4. In some cases where trial participants no longer have access to the investigational product or site, sponsors should consider withdrawal from the active treatment.
5. The need to put new processes in place or modify existing processes will vary by the protocol and local situation. Assessments could include consideration of whether it is appropriate to delay some assessments or if the study cannot be properly conducted under the existing protocol. Consideration should also be given to whether to stop ongoing recruitment or even withdraw trial participants.
6. If COVID-19 screening procedures are mandated by a health care system in which a trial is being conducted, those procedures do not need to be reported as an amendment to the protocol, even if done during clinical study visits.
7. Sponsors and investigators are encouraged to engage with IRBs and independent ethics committees (IECs) as early as possible when urgent or emergent changes to the protocol or informed consent are anticipated due to COVID-19. Changes to minimize or eliminate hazards or to protect the life and well-being of trial participants can be implemented without IRB approval or before filing an amendment but are required to be reported afterwards.

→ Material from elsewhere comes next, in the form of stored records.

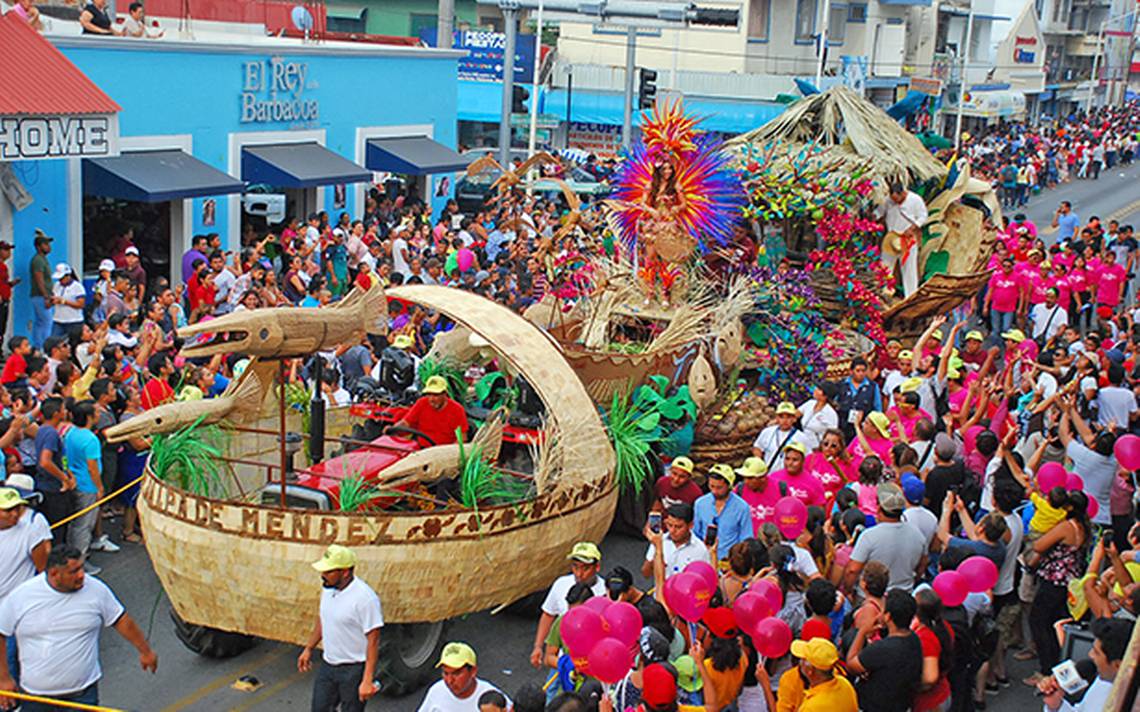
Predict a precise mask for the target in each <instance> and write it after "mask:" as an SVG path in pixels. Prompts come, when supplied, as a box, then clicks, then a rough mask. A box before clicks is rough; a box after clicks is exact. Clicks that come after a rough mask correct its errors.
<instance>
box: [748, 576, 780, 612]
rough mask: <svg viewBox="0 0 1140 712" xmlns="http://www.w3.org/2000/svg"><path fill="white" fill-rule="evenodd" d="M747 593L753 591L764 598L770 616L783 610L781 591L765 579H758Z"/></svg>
mask: <svg viewBox="0 0 1140 712" xmlns="http://www.w3.org/2000/svg"><path fill="white" fill-rule="evenodd" d="M748 590H749V591H755V592H757V594H759V595H760V596H763V597H764V600H766V601H767V604H768V609H769V611H772V615H775V614H776V613H779V612H780V609H781V608H783V591H781V590H780V587H779V586H776V584H775V583H773V582H772V581H769V580H767V579H760V580H759V581H757V582H756V583H754V584H752V586H751V588H749V589H748Z"/></svg>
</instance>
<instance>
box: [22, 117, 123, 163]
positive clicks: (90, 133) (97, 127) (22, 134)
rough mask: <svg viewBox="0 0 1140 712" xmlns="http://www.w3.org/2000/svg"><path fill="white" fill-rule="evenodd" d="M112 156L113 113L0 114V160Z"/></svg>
mask: <svg viewBox="0 0 1140 712" xmlns="http://www.w3.org/2000/svg"><path fill="white" fill-rule="evenodd" d="M115 155H119V128H117V124H116V122H115V117H114V116H113V115H91V116H68V115H58V116H57V115H51V116H0V161H35V159H42V158H70V157H82V156H89V157H92V156H104V157H105V156H115Z"/></svg>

8. The implementation of alternative processes should be consistent with the protocol to the extent possible. Sponsors and investigators should document the reason for any contingency measures implemented, and how restrictions related to COVID-19 led to the changes in study conduct. The duration of the changes and the impact on participants should also be documented.
9. Missed visits and changes in study visits will result in missing information. Specific information in the case report form should explain the basis of the missing information, including the relationship to COVID-19.

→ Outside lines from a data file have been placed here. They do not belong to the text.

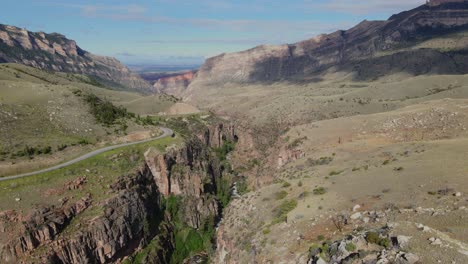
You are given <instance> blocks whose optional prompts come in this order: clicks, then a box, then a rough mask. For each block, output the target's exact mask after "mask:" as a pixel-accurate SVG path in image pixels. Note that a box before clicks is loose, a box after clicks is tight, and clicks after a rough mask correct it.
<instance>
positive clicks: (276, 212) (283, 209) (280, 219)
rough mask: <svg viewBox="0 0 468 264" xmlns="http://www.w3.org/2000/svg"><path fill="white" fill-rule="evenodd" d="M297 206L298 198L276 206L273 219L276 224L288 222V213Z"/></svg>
mask: <svg viewBox="0 0 468 264" xmlns="http://www.w3.org/2000/svg"><path fill="white" fill-rule="evenodd" d="M296 207H297V201H296V200H285V201H283V202H282V203H281V204H280V205H279V206H278V207H276V208H275V209H274V210H273V212H274V213H275V219H274V220H273V223H274V224H278V223H281V222H286V221H287V219H288V213H289V212H291V211H292V210H294V209H295V208H296Z"/></svg>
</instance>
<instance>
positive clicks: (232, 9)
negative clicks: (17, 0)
mask: <svg viewBox="0 0 468 264" xmlns="http://www.w3.org/2000/svg"><path fill="white" fill-rule="evenodd" d="M424 3H425V1H424V0H408V1H402V0H398V1H392V2H387V1H383V0H374V1H370V2H365V3H364V2H362V3H356V2H355V1H351V0H344V1H338V0H317V1H312V0H292V1H289V3H288V4H284V2H282V1H266V0H253V1H246V0H240V1H232V0H216V1H215V0H201V1H180V0H173V1H169V0H156V1H145V0H138V1H133V2H132V4H128V2H127V1H121V0H118V1H110V0H104V1H88V0H74V1H67V2H64V1H53V0H48V1H41V2H38V1H33V0H19V1H11V0H6V1H3V6H4V8H2V11H0V14H1V15H2V21H0V23H2V24H8V25H14V26H18V27H24V28H27V29H28V30H31V31H45V32H48V33H50V32H57V33H61V34H64V35H65V36H66V37H67V38H70V39H73V40H76V41H77V43H78V45H79V46H80V47H81V48H83V49H85V50H87V51H90V52H92V53H95V54H99V55H106V56H113V57H116V58H118V59H119V60H121V61H122V62H123V63H125V64H127V65H130V64H146V65H157V64H161V65H199V64H201V63H203V61H204V60H205V58H207V57H211V56H215V55H218V54H221V53H224V52H235V51H240V50H245V49H249V48H251V47H254V46H257V45H261V44H285V43H294V42H297V41H301V40H304V39H308V38H312V37H314V36H316V35H318V34H321V33H330V32H333V31H336V30H338V29H347V28H349V27H351V26H353V25H355V24H357V23H359V22H360V21H362V20H364V19H367V20H382V19H387V18H388V17H389V16H390V15H392V14H394V13H397V12H400V11H403V10H407V9H411V8H413V7H417V6H418V5H421V4H424ZM24 6H27V7H28V8H27V9H25V8H24Z"/></svg>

10. If scheduled visits to a clinic will be significantly impacted, investigational products that can be self-administered may be amenable to alternative secure delivery methods.
11. Sponsors should consult the appropriate review division regarding protocol modifications related to the collection of efficacy endpoints, such as virtual assessments, delays in assessments, and alternative collection of research-specific specimens. If efficacy endpoints are not collected due to COVID-19, the reasons for failing to obtain the efficacy assessment should be documented. If changes in the protocol will lead to amending data management and/or statistical analysis plans, sponsors should consider doing so in consultation with the applicable FDA review division.
12. Finally, if planned on-site monitoring visits are no longer possible, sponsors should consider optimizing the use of central and remote monitoring programs to maintain oversight of clinical sites.
- For all trials impacted by COVID-19, certain actions should be described in appropriate sections of the clinical study report. That includes the following:
- Contingency measures implemented to manage study conduct during disruptions resulting from COVID-19.
- A listing of participants affected by the COVID-19 virus study disruption. Participants should be noted by unique subject number identifier, by investigational site, and a description of how their participation was altered.
- Analyses and corresponding discussions that address the impact of implemented contingency measures on the safety and efficacy results reported for the study. Those contingency results could include participant discontinuation from a product or study and alternative procedures used to collect safety and/or efficacy data.
The FDA expects robust efforts by sponsors, clinical sites, and IRBs/IECs to maintain the safety of trial participants and data integrity. Those efforts should be documented. Although protocol modifications may be required due to COVID-19, it is important for sponsors to document the reasons for the deviations.